This week in Horrifying Food News: it's the release of the Krispy Kreme Sloppy Joe.
The appalling sandwich consists of a glazed Krispy Kreme donut that's split in half, slathered with sloppy joe, drowned in a tomato-based sauce and topped with cheddar cheese.
Oddly enough, Krispy Kreme officials were adamant in pointing out that they had nothing whatsoever to do with the ghastly concoction. It's the brainchild of Chicken Charlie's, a purveyor of deep-fried, tallow-based novelty foods at the San Diego County fair. They seem to specialize in ruining other companies' products, as their menu includes Deep-Fried Twinkies, Deep-Fried Oreos, Bacon-Wrapped Pickles and Fried Kool-Aid.

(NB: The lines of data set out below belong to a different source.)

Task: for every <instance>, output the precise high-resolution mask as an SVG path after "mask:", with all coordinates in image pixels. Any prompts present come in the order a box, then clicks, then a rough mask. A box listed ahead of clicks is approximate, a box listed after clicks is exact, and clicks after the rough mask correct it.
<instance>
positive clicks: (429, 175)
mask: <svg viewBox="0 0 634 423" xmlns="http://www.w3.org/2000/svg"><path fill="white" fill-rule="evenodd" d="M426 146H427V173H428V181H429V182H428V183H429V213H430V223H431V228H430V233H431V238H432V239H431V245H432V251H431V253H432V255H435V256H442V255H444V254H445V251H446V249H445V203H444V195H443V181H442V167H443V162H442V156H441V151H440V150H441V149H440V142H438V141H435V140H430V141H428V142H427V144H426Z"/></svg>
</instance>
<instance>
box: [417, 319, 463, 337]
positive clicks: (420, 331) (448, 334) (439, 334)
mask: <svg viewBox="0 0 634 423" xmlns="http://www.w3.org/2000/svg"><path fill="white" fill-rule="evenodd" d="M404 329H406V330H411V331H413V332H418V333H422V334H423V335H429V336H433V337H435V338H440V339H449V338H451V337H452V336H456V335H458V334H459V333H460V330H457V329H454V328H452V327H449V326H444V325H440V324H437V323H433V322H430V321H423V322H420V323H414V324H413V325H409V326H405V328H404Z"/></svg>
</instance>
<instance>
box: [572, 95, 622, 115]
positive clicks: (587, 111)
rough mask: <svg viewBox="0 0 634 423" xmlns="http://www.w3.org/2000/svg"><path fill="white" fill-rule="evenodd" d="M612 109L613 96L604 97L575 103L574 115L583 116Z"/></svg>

The company's Facebook page has this to say about the pants-splitting new sandwich: "Your stomach will thank you!" If by "thank you" they mean "shut down and refuse to function again," then I would have to agree. Just looking at that thing makes me feel like I need to go for a brisk walk.
Frankly I'm at a loss to understand why Krispy Kreme isn't putting the kibosh on this thing. They say there's no such thing as bad publicity, but what about when their product's being used in a way that makes me never want to eat anything ever again?
I can practically feel the North American continent growing heavier as we speak.